The defendant, a parolee, was suspected of being involved in a residential burglary. The officer investigating the burglary left his card at the defendant’s apartment, with a note asking him to call the officer “to discuss something.” The defendant called the officer the next day. When the officer asked the defendant where it would be convenient to meet, the defendant expressed no preference. The officer asked if the defendant could come to the police station to meet. The defendant agreed and voluntarily went to the station. The officer met the defendant in the hallway, shook his hand, and took him into an office. He told the defendant that he was not under arrest. The officer closed the office door and the two sat down. The officer explained that he wanted to talk to the defendant about a burglary, and that the district attorney or judge would possibly consider his truthfulness. The officer told the defendant that he was suspected of committing the burglary and falsely claimed his fingerprints had been found at the scene of the crime. The defendant considered this information, then admitted his involvement in the burglary. At that point, the officer advised the defendant of his Miranda rights for the first time, secured a waiver, and obtained a taped confession. Once the taping had been completed, the defendant was released and told that the matter would be turned over to the district attorney for a determination on whether charges would be filed.

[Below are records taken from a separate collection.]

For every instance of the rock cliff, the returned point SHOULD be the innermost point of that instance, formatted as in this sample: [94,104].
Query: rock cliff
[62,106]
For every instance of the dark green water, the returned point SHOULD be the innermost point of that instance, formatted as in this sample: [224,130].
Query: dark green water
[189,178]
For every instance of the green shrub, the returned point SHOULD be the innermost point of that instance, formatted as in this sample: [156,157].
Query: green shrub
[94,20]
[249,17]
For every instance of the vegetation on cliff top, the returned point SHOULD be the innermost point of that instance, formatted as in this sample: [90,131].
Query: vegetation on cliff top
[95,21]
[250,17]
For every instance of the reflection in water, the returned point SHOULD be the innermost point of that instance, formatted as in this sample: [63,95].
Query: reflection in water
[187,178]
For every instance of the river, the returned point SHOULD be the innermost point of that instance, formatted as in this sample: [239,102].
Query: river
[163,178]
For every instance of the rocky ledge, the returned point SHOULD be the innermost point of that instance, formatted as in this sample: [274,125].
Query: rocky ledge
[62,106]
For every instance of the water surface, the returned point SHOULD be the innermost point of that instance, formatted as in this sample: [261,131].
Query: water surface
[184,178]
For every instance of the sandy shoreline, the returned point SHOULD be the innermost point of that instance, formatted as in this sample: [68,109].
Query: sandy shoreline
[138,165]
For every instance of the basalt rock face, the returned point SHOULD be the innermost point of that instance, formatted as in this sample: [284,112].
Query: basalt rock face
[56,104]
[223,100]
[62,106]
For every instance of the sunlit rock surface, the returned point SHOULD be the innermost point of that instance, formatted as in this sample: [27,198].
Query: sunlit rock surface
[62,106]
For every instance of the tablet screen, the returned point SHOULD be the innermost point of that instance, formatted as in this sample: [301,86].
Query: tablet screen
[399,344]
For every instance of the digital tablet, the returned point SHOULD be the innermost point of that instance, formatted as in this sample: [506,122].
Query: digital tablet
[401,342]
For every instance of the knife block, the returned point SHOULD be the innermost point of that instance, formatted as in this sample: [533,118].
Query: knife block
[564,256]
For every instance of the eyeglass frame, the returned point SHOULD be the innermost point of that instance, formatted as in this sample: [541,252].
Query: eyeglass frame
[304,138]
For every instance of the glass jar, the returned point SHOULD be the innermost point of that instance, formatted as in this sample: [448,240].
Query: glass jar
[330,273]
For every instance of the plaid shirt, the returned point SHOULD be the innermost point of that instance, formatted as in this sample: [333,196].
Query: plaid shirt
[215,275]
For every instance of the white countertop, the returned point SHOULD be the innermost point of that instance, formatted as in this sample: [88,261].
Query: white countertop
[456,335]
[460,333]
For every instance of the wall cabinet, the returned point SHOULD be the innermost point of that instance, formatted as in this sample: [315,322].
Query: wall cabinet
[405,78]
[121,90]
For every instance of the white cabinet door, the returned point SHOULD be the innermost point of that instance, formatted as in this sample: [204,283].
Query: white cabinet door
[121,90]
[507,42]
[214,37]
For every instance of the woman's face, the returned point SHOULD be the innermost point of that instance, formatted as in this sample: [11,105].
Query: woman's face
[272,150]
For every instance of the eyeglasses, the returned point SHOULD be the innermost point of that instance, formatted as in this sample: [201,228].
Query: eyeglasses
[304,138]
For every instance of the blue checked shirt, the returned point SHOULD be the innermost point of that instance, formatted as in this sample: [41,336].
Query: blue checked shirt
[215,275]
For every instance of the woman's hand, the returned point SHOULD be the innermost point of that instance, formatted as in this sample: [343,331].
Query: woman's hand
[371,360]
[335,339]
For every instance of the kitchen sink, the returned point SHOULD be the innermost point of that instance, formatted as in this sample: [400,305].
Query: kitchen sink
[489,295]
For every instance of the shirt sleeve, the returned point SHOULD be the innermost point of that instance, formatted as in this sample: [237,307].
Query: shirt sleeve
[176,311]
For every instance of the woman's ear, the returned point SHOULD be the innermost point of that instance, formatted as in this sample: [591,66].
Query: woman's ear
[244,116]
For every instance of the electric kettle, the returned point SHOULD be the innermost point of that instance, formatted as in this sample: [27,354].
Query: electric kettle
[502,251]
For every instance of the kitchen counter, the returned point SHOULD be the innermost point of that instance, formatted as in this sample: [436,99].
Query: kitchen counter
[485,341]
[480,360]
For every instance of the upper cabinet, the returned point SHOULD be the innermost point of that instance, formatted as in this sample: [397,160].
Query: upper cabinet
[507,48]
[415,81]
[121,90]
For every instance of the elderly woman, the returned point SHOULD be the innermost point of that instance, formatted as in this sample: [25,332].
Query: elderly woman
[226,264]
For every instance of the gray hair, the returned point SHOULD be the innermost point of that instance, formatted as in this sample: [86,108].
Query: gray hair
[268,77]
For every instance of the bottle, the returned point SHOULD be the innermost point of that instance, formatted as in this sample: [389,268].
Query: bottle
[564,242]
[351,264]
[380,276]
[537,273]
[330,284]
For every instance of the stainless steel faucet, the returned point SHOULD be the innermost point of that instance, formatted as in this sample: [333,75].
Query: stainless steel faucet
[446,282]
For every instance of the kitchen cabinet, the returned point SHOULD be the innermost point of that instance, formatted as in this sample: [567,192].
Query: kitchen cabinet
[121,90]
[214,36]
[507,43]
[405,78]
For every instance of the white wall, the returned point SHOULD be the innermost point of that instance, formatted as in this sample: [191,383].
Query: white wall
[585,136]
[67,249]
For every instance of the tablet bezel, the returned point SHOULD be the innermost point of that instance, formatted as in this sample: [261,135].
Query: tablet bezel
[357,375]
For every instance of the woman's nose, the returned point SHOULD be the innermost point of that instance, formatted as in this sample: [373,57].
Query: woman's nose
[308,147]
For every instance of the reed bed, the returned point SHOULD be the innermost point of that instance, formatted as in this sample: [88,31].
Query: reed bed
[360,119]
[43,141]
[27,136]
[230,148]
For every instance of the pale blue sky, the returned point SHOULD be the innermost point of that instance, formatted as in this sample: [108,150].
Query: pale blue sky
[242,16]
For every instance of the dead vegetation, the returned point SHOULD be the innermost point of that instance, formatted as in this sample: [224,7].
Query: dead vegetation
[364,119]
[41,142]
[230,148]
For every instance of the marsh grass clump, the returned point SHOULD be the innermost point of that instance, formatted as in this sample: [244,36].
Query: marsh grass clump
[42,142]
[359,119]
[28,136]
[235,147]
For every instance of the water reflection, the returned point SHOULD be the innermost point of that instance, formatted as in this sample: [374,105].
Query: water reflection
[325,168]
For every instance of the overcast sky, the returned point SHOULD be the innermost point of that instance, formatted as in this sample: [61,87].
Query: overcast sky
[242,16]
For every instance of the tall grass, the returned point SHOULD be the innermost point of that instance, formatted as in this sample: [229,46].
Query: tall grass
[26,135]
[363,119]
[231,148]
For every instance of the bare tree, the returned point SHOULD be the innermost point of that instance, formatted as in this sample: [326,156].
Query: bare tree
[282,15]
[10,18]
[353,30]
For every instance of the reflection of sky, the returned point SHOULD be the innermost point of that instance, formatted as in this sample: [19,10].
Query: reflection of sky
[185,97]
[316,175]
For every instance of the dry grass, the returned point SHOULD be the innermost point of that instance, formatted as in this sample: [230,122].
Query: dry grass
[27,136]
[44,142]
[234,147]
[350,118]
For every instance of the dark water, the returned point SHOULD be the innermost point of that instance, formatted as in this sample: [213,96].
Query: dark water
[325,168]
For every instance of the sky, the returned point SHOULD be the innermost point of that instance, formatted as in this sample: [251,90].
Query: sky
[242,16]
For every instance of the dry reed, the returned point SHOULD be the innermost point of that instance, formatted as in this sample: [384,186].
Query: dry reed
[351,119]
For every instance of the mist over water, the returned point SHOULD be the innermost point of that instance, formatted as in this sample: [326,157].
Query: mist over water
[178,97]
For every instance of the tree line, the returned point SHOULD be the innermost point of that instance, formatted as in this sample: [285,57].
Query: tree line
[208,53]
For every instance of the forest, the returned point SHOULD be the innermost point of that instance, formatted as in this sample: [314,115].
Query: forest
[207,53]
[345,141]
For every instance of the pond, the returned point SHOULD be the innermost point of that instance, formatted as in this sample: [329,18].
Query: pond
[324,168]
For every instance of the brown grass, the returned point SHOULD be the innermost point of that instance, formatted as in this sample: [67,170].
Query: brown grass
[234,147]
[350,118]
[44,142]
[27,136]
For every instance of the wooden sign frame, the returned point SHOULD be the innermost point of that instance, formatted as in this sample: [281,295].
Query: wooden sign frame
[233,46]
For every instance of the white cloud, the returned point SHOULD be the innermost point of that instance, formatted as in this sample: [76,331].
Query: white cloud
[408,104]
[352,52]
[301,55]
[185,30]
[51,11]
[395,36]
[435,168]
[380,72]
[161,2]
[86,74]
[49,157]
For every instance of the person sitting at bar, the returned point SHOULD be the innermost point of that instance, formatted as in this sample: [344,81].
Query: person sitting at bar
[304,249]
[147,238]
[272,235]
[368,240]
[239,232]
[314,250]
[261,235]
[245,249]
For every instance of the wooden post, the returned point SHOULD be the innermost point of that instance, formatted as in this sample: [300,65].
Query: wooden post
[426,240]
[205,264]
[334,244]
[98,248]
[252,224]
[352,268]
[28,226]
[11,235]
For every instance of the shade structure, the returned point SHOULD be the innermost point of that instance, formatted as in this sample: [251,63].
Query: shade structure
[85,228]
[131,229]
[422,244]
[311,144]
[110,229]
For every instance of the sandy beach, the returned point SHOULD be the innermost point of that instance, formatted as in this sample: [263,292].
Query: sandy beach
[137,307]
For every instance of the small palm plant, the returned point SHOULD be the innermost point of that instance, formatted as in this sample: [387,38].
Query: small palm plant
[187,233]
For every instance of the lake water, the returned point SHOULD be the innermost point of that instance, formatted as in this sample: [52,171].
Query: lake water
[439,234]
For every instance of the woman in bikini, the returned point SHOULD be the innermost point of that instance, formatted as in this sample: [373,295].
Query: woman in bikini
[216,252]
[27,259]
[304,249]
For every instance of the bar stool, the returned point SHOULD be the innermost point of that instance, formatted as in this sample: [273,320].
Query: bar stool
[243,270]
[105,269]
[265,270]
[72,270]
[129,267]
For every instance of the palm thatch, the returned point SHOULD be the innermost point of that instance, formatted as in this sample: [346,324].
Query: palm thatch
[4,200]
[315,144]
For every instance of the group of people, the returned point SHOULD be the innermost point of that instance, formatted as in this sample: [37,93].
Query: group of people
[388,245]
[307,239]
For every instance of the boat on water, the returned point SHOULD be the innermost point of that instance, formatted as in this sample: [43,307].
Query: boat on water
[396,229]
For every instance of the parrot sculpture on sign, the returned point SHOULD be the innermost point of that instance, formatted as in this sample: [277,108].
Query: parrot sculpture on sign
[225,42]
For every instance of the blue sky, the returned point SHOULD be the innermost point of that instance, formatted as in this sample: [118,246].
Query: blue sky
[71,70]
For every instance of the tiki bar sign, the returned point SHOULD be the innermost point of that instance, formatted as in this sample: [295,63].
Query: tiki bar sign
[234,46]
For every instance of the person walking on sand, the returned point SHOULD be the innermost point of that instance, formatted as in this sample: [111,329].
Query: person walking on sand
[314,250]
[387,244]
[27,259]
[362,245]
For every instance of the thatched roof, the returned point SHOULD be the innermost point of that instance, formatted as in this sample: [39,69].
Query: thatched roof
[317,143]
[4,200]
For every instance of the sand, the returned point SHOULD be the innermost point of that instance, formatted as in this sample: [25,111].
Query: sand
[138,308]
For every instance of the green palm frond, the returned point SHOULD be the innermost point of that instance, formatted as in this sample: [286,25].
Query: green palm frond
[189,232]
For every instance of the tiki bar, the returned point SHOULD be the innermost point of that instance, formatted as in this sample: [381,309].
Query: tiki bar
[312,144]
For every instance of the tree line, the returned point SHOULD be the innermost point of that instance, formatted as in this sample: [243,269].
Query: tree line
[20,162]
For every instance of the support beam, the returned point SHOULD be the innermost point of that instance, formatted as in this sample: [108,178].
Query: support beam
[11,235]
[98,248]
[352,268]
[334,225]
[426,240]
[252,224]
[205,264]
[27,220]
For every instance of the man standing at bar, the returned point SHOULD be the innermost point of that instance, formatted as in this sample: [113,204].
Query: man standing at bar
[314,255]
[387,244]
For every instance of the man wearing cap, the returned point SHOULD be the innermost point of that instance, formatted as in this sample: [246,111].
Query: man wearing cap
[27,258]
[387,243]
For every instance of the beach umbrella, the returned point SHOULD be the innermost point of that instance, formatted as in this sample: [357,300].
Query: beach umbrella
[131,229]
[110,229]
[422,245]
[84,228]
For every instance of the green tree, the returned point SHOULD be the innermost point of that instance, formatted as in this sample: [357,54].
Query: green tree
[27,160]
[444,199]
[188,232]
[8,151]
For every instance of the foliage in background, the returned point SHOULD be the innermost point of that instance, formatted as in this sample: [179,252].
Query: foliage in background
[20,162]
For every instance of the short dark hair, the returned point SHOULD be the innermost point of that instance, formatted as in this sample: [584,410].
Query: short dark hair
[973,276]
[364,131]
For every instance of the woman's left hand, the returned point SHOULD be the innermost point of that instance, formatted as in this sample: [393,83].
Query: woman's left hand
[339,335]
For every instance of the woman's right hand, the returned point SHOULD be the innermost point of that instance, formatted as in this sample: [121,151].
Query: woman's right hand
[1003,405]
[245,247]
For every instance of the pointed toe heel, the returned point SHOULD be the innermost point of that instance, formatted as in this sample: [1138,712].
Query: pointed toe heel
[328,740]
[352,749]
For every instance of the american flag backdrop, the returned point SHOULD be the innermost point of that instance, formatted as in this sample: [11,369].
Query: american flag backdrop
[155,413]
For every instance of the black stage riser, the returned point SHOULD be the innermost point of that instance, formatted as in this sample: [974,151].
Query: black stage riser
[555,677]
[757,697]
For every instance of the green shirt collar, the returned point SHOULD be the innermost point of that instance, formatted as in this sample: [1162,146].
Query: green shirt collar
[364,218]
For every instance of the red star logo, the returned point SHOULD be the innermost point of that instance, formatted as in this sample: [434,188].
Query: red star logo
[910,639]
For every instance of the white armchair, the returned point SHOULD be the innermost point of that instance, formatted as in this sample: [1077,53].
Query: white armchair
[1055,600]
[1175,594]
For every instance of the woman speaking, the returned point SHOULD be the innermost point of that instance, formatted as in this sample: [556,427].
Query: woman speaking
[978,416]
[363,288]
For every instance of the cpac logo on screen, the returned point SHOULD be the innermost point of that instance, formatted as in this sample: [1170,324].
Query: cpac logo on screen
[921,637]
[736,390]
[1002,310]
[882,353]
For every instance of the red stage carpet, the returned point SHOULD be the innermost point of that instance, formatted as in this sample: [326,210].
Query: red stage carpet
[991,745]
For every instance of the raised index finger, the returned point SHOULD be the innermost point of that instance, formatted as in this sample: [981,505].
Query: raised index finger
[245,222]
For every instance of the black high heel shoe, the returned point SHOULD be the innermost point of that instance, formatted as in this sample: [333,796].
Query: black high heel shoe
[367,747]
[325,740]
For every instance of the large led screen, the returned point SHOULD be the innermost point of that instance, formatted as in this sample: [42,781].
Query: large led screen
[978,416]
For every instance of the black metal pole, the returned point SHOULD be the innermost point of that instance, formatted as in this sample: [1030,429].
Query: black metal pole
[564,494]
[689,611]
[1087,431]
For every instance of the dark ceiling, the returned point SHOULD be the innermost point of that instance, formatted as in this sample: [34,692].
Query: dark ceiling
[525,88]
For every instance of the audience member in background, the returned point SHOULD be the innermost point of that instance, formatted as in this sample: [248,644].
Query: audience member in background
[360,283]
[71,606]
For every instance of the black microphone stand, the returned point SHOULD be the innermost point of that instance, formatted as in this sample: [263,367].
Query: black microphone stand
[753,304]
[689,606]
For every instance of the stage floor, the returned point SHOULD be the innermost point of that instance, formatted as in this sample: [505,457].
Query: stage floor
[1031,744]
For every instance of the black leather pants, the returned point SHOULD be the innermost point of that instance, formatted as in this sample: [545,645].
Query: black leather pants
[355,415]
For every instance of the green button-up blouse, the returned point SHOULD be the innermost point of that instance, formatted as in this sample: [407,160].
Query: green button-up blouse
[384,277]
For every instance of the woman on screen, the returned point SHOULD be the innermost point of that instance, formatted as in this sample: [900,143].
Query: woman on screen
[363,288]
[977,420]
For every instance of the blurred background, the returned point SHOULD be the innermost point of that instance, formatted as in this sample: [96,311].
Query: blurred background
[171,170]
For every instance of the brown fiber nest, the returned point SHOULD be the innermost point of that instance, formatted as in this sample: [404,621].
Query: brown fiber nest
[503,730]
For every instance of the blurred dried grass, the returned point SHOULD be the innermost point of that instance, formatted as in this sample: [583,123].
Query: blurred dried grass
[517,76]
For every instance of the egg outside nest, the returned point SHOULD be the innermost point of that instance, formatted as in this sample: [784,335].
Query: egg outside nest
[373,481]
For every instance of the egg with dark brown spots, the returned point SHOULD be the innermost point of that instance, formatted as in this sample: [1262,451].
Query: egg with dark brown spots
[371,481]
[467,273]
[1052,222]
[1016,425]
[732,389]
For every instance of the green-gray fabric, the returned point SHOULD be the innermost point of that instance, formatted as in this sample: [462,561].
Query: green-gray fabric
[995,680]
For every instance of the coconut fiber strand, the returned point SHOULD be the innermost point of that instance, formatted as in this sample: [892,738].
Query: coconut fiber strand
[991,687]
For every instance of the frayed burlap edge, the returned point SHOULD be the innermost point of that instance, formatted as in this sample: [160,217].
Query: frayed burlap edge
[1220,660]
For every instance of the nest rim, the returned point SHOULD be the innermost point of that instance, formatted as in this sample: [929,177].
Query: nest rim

Whether the defendant was in “custody” when he made his initial incriminating statement?
No. At the time he was being questioned, the defendant was not in “custody.”
Officers must provide Miranda warnings to any person who is being subjected to a “custodial interrogation.” The phrase “custodial interrogation” means “questioning initiated by law enforcement officers after a person has been taken into custody or otherwise deprived of his freedom of action in any significant way.” Here, the defendant voluntarily came to the patrol station where the officer immediately advised him that he was not under arrest. At the close of the interview, the defendant was allowed to leave. For these reasons, the Court held that the defendant was not in “custody” or “otherwise deprived of his freedom of action in any significant way.”